How to deal with mean people

Wednesday, December 2, 2015

A while back a friend said something hurtful to me.  It seemed like such a small thing...just a few passing comments.  And for her, I’m sure, it was a small thing.  A few words that she did not think about beyond the moments that they came out of her mouth.

But for me, it was huge.  It hurt me.  It embarrassed me.  It made me feel insecure.  And then it made me mad because it hurt and embarrassed me and made me feel insecure.  I was so angry for letting it do that.  Angry because I saw myself as a confident and strong woman and if I let it impact me, it meant that I wasn’t that woman.  That anger and those feelings stayed with me and no matter what I did, I couldn’t let them go completely.  

My mission became understanding why this person, or any person, could make me feel so bad and how I could fix it!  I read articles, I talked to people I trusted and admired, and I looked within myself for an answer.  

This is what I realized.  

People are mean sometimes.
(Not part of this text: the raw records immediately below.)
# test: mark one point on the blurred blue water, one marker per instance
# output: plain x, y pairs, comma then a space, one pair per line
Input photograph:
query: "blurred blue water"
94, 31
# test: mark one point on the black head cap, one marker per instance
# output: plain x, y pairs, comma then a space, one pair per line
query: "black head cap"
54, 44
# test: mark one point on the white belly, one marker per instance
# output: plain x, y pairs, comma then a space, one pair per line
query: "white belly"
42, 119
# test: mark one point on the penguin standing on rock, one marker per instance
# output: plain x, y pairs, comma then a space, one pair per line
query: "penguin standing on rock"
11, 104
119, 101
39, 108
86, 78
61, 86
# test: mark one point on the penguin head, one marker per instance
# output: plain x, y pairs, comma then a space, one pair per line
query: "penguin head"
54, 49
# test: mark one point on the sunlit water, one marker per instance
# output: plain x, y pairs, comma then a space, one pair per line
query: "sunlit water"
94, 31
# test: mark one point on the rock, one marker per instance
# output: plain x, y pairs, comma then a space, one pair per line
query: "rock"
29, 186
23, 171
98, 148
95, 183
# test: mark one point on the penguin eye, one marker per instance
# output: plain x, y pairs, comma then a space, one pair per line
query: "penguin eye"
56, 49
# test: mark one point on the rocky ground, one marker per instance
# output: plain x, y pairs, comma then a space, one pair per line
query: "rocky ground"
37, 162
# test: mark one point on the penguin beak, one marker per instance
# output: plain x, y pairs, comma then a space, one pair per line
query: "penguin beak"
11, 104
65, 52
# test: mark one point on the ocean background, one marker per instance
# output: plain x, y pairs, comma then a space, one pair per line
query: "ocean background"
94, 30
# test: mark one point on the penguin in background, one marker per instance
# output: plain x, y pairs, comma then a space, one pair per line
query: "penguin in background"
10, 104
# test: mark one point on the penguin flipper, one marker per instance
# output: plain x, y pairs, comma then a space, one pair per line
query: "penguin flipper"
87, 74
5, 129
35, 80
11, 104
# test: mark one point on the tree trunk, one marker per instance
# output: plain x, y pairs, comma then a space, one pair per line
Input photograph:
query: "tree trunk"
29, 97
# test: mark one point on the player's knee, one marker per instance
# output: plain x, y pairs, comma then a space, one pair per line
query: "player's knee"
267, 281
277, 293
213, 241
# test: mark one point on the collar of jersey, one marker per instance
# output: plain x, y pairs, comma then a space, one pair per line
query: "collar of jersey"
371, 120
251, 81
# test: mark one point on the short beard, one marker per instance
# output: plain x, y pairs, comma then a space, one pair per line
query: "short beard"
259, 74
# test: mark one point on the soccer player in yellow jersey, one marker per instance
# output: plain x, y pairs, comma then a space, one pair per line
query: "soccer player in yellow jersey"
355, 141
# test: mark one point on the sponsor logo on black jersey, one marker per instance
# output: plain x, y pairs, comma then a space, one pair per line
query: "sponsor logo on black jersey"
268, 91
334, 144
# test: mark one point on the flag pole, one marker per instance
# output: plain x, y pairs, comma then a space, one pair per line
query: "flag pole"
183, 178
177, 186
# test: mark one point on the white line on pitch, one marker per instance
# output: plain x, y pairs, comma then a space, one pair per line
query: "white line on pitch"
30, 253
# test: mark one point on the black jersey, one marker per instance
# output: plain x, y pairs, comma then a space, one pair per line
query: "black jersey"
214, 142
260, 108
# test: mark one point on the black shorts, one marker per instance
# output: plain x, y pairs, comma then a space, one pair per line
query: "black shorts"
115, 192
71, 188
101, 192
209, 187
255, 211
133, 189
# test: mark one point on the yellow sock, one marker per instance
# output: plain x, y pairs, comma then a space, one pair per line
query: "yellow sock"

They are mean for all kinds of reasons.  Usually it’s something to do with their own issues and has nothing to do with you.  No matter how old you are or how confident or secure, it hurts.  Denying that it hurts won’t make it go away.  So what do you do to make it go away?

First thing you do is deal with it.  You look it straight in the eye.  And accept it.  Recognize the pain, the embarrassment, the anger, the sadness and understand that it's OK to feel these things without being weak.   It sucks but it’s part of being a human being.

Then deal with the person that was unkind.  They may seem confident and strong but behind that facade, they are probably wounded and fighting their own battle.  See them not as the lion but as the scared cat that roars to keep itself safe.  

Finally, show compassion for that person by wishing them well.  When you think of them, send them thoughts of health and happiness.  This will release your own hurt feelings.  Just like forgiving someone that has done you wrong.  It helps you release the sadness and anger from your heart.  And replaces that space with compassion.

Of course, it’s easier said than done.  And takes some practice.  But it works.  Kindness always helps.  Kindness to others and yourself.